Nico : J’ai continué la musique mais de façon plus underground, j’ai aussi fait du théâtre, on a jamais vraiment quitté les planches.

Mellino : Je dirais qu’on a entretenu l’esprit des Négresses Vertes. Quand tu sors d’un groupe comme ça, tu ne peux pas arrêter la musique, même si tu ne joues plus au même niveau, tu fais ton truc de musicien.

Qu’est-ce qui vous a donné envie de vous reformer ?

Mellino : Ça faisait plusieurs années qu’on en parlait entre nous, on est toujours resté potes, mais ce n’est pas qu’une question d’envie, il faut des gens qui ont les moyens de te faire tourner, grâce à Pierre Alexandre Vertadier et à Décibel, le projet a pu se réaliser.

Paulo : Il y a aussi eu un déclic avec la réédition de nos albums en Vinyle chez Because.

« Toutes nos chansons ont une histoire, Elno, aujourd’hui décédé, a écrit les textes, il est là avec nous lorsqu’on chante aujourd’hui. »

 

À propos de vos albums, parlez-nous un peu de cette compil, « 10 remixes » qui sort en 1993 où vous avez collaboré avec des artistes comme Massive Attack, Fat Bot Slim, Gangstaar …

Mellino : … Et William Orbit ! Ça a commencé sur « Mlah », William Orbit a fait un remix de « Zobi la mouche » et pour un coup d’essai c’était un coup de maître. Nous, on était un groupe acoustique, et tout d’un coup on passe sur le dancefloor à Londres, Hong Kong, on nous disait « putain je t’ai entendu à Bangkok ! »

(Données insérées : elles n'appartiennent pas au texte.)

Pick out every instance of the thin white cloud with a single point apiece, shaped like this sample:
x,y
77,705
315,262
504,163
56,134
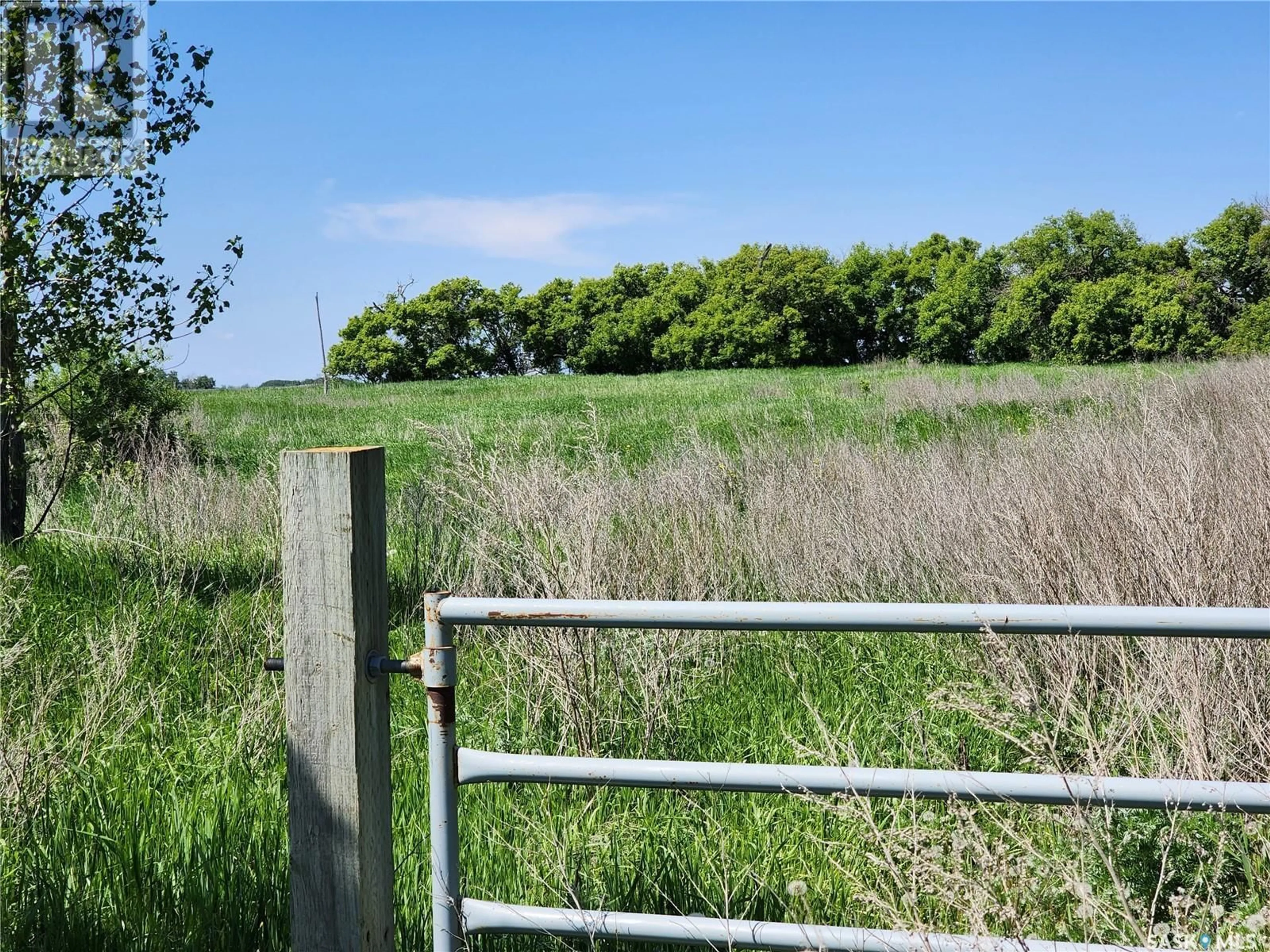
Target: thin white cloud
x,y
536,229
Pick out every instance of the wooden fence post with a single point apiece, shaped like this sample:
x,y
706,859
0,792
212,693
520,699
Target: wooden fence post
x,y
334,595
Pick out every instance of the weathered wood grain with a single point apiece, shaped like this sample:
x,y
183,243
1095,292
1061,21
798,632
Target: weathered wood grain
x,y
334,579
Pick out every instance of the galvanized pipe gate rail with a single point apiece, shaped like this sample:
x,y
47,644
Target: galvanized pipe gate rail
x,y
341,837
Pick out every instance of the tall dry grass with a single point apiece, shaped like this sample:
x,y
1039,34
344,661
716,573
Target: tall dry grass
x,y
1141,489
1156,493
1151,489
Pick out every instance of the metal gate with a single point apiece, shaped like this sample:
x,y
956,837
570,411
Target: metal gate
x,y
452,767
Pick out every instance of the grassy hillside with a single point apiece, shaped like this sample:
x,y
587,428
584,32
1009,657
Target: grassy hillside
x,y
143,770
635,418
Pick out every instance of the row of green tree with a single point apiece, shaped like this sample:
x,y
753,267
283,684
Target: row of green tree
x,y
1082,289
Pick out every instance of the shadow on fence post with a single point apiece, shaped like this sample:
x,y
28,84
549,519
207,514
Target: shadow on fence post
x,y
336,605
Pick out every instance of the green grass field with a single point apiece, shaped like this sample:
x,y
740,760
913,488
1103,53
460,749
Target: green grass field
x,y
145,799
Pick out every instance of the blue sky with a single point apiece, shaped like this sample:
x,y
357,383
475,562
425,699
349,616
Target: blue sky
x,y
359,145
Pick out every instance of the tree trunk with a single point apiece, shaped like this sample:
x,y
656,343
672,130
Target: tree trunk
x,y
13,483
13,441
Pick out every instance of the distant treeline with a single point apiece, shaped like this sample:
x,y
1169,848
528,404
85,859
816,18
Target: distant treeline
x,y
1081,289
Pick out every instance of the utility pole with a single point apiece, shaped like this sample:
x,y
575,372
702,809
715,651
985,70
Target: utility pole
x,y
325,380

Vous pensez que c’est ces remixes qui vous ont donné une renommée internationale ?

Mellino : oui évidemment.

Paulo : on avait déjà quand même tourné au Japon, en Europe, en Angleterre beaucoup, mais bien sûr les remixes ont aidé à nous faire connaitre.

Comment des artistes aussi éloignés de votre univers musical, je pense à Massive Attack, se sont intéressés à vous, c’est eux qui ont pris contact ?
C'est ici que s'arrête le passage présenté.